Born into a large family of sculptors in Saint-Jean-Port-Joli in the Lower St. Lawrence region, Pierre Bourgault still lives in his hometown. He is an artist, teacher, storyteller, researcher, and navigator. In 1967, he founded the sculpture school in Saint-Jean-Port-Joli. Since the 1970s, he has created numerous habitable works of public art influenced by the river and horizontality, and he has had works in a large number of exhibitions in Canada and abroad. In 1996, he earned a master’s degree in visual arts from Université Laval, in Québec City.
This large sculpture formed of organic, transparent, light shapes, initiates an asymmetric movement within a constructed site. A graphic and sculptural poetry is transposed into a public space. This work is part of the series Les sculptures habitables begun by the artist in 1969.
Evoking a hand gesture, the work refers to an Inuit string game (ayarak in Inuktitut). The artist retraced the path of the string with a spindle then stretched it into a 3D sculpture. The monumental scale of the sculpture is reduced to an intimate level when one tries to retrace the origin of the gesture – its beginning and end.
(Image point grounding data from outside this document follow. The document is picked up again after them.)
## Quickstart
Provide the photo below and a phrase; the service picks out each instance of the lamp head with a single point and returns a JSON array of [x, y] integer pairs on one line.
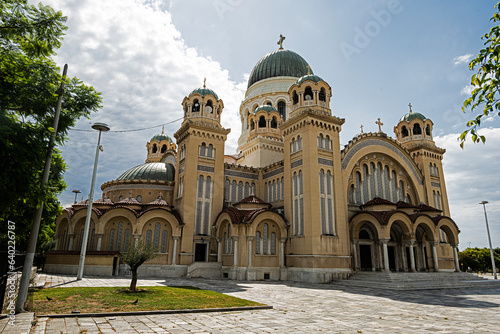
[[100, 126]]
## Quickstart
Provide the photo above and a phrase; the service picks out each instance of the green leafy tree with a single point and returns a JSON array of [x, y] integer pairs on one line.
[[479, 259], [136, 256], [485, 82], [29, 79]]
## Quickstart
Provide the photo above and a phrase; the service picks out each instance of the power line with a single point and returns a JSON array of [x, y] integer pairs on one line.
[[133, 130]]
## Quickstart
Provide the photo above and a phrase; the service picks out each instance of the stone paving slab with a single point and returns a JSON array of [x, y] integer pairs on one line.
[[299, 308]]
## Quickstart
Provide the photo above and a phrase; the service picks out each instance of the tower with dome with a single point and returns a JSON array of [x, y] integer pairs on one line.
[[292, 204]]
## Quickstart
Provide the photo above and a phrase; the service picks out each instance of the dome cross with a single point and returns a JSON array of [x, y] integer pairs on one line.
[[280, 42]]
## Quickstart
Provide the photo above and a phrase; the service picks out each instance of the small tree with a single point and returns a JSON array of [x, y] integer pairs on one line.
[[135, 257]]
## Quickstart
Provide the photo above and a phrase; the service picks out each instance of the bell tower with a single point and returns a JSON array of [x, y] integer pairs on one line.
[[199, 187], [414, 132], [313, 182]]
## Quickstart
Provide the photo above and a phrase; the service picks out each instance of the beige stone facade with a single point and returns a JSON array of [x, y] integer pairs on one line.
[[292, 204]]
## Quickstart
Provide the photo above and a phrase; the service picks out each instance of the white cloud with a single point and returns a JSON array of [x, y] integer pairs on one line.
[[132, 53], [464, 59], [471, 177], [467, 90]]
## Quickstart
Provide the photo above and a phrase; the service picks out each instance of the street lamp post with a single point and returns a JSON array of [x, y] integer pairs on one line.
[[489, 239], [100, 127], [76, 191]]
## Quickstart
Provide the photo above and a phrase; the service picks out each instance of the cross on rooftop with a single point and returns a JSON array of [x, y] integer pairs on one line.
[[280, 42], [379, 125]]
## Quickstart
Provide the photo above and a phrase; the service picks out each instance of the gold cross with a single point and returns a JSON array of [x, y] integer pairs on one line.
[[379, 125], [280, 42]]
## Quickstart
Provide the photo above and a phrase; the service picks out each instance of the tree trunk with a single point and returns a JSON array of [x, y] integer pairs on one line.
[[133, 284]]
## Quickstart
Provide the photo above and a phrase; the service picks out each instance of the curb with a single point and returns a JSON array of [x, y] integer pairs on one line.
[[108, 314]]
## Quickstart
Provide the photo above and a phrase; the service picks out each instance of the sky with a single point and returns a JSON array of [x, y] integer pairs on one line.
[[145, 56]]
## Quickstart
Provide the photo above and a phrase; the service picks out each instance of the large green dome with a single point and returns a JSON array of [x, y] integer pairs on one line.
[[157, 171], [279, 63]]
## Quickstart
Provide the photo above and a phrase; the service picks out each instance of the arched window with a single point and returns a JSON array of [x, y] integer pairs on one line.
[[274, 124], [322, 95], [308, 94], [320, 141], [404, 131], [417, 130], [196, 106], [209, 107], [233, 191], [282, 109], [210, 151], [203, 147], [262, 122]]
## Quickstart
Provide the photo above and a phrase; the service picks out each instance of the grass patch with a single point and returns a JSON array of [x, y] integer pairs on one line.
[[120, 299]]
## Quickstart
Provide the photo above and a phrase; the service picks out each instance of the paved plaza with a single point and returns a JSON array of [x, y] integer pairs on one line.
[[298, 308]]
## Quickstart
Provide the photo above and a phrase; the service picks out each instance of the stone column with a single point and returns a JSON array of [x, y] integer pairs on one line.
[[386, 254], [455, 257], [249, 250], [434, 255], [99, 241], [219, 249], [174, 251], [235, 250], [355, 263], [71, 238], [282, 252], [412, 256]]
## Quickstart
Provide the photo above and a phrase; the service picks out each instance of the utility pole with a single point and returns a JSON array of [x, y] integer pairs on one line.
[[30, 251]]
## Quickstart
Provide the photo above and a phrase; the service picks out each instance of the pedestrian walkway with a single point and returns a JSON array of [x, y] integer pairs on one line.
[[298, 308]]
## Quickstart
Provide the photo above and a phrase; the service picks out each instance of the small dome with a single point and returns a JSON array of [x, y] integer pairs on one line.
[[204, 91], [157, 171], [279, 63], [412, 115], [312, 77], [266, 108]]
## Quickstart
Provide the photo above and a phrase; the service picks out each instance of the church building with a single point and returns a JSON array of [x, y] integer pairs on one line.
[[291, 205]]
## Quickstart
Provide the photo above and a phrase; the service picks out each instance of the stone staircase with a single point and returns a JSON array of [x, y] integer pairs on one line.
[[418, 280]]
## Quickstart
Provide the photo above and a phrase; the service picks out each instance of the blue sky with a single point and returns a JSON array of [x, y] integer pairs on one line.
[[145, 56]]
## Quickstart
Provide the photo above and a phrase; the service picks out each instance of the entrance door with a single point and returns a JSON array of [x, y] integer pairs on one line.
[[200, 252], [392, 257], [365, 255]]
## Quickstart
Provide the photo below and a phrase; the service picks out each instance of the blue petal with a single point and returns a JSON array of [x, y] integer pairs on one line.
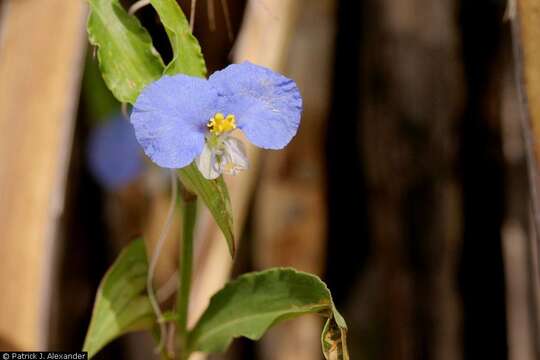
[[170, 117], [114, 155], [267, 105]]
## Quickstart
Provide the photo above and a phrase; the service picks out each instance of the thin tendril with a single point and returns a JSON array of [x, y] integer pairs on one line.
[[138, 5], [155, 257], [192, 15], [125, 111], [167, 289], [227, 19], [211, 15]]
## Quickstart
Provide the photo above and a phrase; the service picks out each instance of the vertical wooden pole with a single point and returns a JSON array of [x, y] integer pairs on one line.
[[41, 51]]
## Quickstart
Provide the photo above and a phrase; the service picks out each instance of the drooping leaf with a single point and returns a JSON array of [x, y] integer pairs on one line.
[[127, 58], [251, 304], [216, 197], [187, 55], [334, 338], [121, 304]]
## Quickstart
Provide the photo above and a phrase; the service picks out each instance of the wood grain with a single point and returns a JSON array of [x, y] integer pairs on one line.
[[41, 47]]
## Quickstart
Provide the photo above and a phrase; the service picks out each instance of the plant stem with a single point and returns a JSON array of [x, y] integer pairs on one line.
[[189, 213]]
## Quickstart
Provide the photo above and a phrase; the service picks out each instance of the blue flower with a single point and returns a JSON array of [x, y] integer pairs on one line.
[[114, 155], [179, 119]]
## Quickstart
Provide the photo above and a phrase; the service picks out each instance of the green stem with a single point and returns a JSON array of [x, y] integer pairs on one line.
[[189, 213]]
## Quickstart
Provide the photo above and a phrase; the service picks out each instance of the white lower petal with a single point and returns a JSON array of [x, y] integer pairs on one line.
[[234, 157], [207, 164]]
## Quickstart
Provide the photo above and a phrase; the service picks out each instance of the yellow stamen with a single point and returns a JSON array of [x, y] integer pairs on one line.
[[220, 124]]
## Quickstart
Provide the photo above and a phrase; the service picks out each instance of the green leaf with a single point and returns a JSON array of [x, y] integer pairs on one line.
[[187, 55], [127, 58], [121, 304], [254, 302], [216, 197], [334, 338]]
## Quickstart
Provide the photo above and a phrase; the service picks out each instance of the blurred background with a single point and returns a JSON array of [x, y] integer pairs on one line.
[[406, 189]]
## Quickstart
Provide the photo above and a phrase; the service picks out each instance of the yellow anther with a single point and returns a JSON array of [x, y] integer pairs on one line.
[[220, 124]]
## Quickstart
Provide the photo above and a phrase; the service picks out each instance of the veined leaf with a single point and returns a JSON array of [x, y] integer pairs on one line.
[[334, 338], [215, 195], [254, 302], [187, 55], [127, 58], [121, 304]]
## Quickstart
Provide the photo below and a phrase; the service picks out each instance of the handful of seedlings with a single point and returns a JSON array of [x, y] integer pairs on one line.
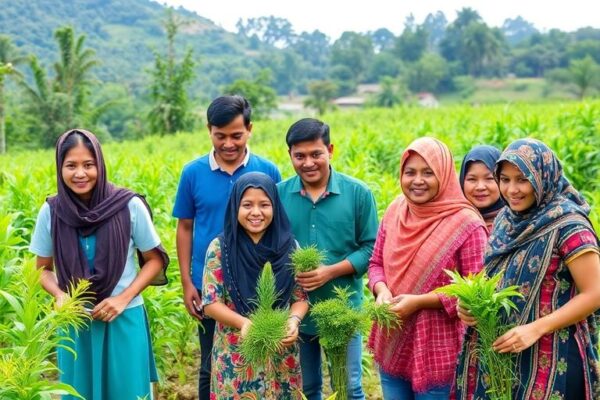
[[261, 347], [383, 316], [482, 297], [337, 323], [307, 259]]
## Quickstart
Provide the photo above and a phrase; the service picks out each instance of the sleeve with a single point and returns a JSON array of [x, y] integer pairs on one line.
[[41, 239], [575, 241], [367, 232], [376, 273], [470, 261], [213, 290], [184, 200], [275, 174], [142, 229]]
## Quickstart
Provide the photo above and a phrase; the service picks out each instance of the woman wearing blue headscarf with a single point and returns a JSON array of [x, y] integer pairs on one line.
[[543, 242], [256, 231], [478, 183]]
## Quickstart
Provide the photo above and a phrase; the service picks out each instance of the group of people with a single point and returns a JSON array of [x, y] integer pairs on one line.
[[511, 212]]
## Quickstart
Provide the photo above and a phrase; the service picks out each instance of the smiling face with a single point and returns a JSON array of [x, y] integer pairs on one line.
[[480, 187], [230, 141], [311, 162], [255, 213], [516, 188], [419, 183], [79, 171]]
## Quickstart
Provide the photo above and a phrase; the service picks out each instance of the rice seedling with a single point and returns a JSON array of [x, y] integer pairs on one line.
[[383, 316], [307, 259], [337, 322], [262, 344], [490, 306]]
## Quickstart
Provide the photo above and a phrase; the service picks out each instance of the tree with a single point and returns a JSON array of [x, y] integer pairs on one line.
[[73, 70], [8, 59], [259, 94], [393, 92], [585, 73], [171, 110], [320, 94], [59, 104], [354, 51]]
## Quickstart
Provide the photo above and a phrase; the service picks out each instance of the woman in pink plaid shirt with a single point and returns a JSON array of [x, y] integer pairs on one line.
[[429, 228]]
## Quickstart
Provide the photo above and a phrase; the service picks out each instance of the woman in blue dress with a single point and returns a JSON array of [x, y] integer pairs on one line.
[[91, 230]]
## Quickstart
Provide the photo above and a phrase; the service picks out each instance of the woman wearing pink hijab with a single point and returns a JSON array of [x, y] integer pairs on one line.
[[429, 228]]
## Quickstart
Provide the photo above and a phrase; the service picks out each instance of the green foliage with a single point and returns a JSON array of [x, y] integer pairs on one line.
[[30, 332], [171, 109], [383, 316], [487, 303], [261, 96], [262, 344], [307, 259], [337, 322], [320, 94]]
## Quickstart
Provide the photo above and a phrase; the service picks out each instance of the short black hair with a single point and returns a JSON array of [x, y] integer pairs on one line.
[[225, 109], [307, 130]]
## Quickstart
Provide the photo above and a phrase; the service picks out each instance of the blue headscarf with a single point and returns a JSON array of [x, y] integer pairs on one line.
[[554, 195], [243, 260], [487, 155]]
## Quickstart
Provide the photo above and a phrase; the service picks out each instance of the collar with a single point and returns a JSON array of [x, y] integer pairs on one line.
[[212, 161], [333, 186]]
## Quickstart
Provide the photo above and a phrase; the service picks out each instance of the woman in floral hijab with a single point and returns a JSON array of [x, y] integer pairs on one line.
[[544, 243]]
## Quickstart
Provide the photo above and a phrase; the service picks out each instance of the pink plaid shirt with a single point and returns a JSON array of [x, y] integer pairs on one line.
[[430, 340]]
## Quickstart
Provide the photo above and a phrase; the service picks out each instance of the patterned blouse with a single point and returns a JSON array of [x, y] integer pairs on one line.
[[231, 377]]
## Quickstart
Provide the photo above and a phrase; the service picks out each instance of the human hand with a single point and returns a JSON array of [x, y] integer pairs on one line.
[[192, 301], [465, 315], [292, 331], [314, 279], [405, 305], [110, 308], [245, 328], [517, 339]]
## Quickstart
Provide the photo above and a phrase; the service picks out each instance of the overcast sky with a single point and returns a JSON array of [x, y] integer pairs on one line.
[[336, 16]]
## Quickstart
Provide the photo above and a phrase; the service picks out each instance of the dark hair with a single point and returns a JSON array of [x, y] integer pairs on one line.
[[307, 129], [74, 140], [225, 109]]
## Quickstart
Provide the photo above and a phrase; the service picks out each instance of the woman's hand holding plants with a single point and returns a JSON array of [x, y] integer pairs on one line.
[[314, 279], [405, 305], [465, 315], [292, 331], [518, 339], [245, 327], [110, 308]]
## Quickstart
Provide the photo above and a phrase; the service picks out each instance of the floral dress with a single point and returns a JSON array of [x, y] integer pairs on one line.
[[231, 377]]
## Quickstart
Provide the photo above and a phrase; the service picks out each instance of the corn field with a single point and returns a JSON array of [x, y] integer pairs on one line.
[[368, 145]]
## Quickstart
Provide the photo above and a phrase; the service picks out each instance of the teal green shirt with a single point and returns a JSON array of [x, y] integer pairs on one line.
[[342, 222]]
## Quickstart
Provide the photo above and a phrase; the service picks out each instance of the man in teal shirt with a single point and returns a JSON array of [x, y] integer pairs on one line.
[[337, 213]]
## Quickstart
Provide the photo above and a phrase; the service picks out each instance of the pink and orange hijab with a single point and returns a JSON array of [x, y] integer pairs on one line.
[[421, 237]]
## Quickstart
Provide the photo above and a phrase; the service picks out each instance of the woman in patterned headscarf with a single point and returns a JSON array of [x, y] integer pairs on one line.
[[544, 243], [429, 228]]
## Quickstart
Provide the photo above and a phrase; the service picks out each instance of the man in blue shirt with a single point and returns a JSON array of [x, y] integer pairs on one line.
[[202, 196]]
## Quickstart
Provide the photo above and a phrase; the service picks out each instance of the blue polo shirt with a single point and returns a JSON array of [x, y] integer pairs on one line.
[[203, 194]]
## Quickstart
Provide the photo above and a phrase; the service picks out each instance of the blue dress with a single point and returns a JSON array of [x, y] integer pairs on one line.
[[114, 360]]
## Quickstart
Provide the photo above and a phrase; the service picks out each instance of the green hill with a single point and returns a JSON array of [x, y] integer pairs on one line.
[[124, 34]]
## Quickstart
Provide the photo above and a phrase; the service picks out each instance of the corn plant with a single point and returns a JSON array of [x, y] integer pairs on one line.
[[486, 302], [337, 323], [37, 330]]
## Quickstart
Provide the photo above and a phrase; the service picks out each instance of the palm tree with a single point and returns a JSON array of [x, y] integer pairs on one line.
[[8, 59], [73, 69]]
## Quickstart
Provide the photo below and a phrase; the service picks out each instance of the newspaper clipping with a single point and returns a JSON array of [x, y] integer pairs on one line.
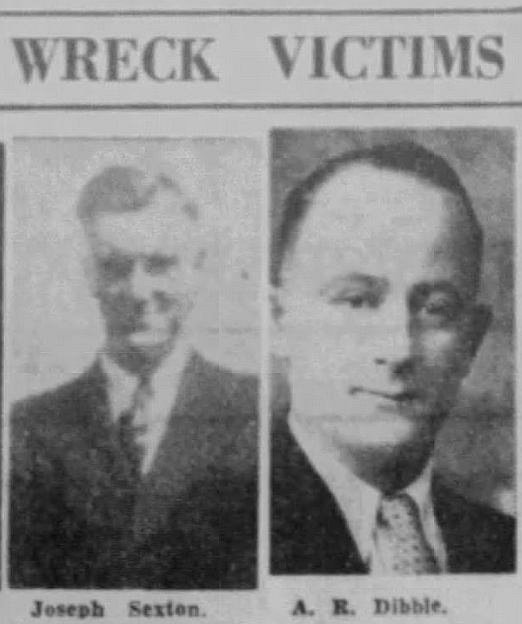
[[259, 312]]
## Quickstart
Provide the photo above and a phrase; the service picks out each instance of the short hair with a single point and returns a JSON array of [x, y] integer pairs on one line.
[[403, 156], [119, 189]]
“The artwork offers a site that one experiences, inhabits, and passes through, where it is possible to have an experience like that of the relationship of our own body to a type of unique space. We come to understand the body as a natural living compartment and a potential outgrowth of the infinite. A site to inhabit like a physical given that is integral to the work. The spectator’s body is placed in the here and now of the encounter with the work – the here and now of the experience of space.” Source: artist’s statement, 2012.